Prof. Dr. Reinhard Herzog

Selbst wenn die absoluten Gewinne vieler Apotheken gar nicht so schlecht aussehen – es ist nur die halbe Wahrheit. Denn zum einen müssen Sie Ihren Arbeitslohn berücksichtigen, zum anderen das gebundene Kapital und die Wertentwicklung, denn sonst stehen Sie schlechter als Angestellte.

Ein seriös kalkulierter Unternehmerlohn für einen Apothekeninhaber sollte nicht unter 100.000 € p.a. liegen 
(© AdobeStock/katyspichal).

Absolut mögen Apothekengewinne noch ganz achtbar aussehen, und nur die wenigsten Apothekeninhaberinnen bzw. -inhaber werden selbst in schwierigeren Zeiten der Sozialfürsorge anheimfallen. Rein durch die Investorenbrille betrachtet, relativieren sich diese Gewinne sehr schnell. Ein Apothekengewinn sollte nämlich mindestens Folgendes abdecken:

  • einen adäquaten kalkulatorischen Unternehmerlohn,
  • eine Kapitalverzinsung auf das gebundene Kapital (Unternehmenswert mit Warenlager),
  • die Abschreibungen auf dieses Kapital (jedenfalls auf den abschreibefähigen Teil in Form der Sach- und Firmenwerte).

Unternehmerlohn

Schon hier scheiden sich die Geister, gerade bei der Apotheken-Wertermittlung mit dem bekannten Ertragswertverfahren. Hohe Unternehmerlöhne drücken den kapitalisierbaren Gewinn und damit den Wert. Deshalb finden sich hier aus Verkäufersicht gern niedrige Ansätze im Bereich von 75.000 € bis 90.000 €.

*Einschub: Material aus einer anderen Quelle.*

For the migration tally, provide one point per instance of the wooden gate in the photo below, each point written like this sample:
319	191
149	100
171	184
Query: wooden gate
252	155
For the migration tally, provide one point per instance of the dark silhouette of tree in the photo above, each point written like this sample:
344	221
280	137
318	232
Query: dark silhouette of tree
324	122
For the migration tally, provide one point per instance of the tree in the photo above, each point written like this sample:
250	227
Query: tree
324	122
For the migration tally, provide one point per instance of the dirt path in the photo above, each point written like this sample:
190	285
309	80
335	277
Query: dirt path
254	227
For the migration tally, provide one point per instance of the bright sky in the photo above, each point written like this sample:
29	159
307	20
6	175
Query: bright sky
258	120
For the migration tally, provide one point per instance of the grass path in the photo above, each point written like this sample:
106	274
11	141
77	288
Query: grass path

Aus Investorensicht muss man ein Geschäftsführergehalt (Filialleiter-Salär) zugrunde legen, wie es tatsächlich vor Ort bezahlt wird. Weiterhin geht die Betriebsgröße mit ein. Der beste Anhaltspunkt dafür ist die Zahl der Mitarbeitenden in Vollzeitäquivalenten. Unser Ansatz (Tabelle 1) geht von einem Basissalär für kleinere Betriebe bis etwa 5 Vollzeitkräften aus. Hier werden 5.000 € Gehalt (höchste Tarifstufe für 2024, erwartet) mit 20 % übertariflichem Zuschlag sowie 25 % Nebenkosten bei 13 Gehältern zugrunde gelegt – macht in Summe 97.500 € p. a. Bei mehr Mitarbeitern wird ein Zuschlag für die Mehrverantwortung gewährt, der im Bereich von 2.000 € bis 3.000 € pro Kopf liegen kann. Ein Vollzeit-Mitarbeiter steht für 400.000 € bis 500.000 € Umsatz und um die 100.000 € Rohertrag. Der Unternehmerlohn sollte allerdings gedeckelt werden, heute sinnvollerweise bei rund 130.000 € jährlich zu Vollkosten.

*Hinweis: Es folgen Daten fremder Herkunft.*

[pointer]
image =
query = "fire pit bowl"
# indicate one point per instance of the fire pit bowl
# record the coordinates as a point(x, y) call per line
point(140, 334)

Tab. 1: Modellberechnung kalkulatorischer Unternehmerlohn

Grundgehalt

% über Tarif

% Nebenkosten

Summe p. a.

Basislohn:

5.000 € x 13

20 %

25 %

97.500

gültig für:

kleinere Apotheken bis z. B. 5 Vollzeitstellen

Zuschlag:

2.500 € je weitere Vollzeit-Stelle (2.000 € bis 3.000 €)

Maximum:

sinnvoll z. B. bei etwa 130.000 € Unternehmerlohn p. a.

Beispiel:

10 Vollzeit-MA (erwarteter Umsatz > 4 Mio. € ): Unternehmerlohn = 110.000


Kapitalverzinsung

Wer investiert bzw. Kapital im Betrieb „angelegt“ hat, sollte eine Verzinsung darauf erwarten dürfen, welche das unternehmerische Risiko abbildet. Vergleichsmaßstab waren gern „risikolose“ länger laufende Anleihen plus „Risiko-Zuschlägen“. In den Jahren der Niedrigzinsen waren die Erträge aber nahe Null. Inzwischen sind es vielleicht 2,5 % bis 4 %, bei einer weit höheren Inflation.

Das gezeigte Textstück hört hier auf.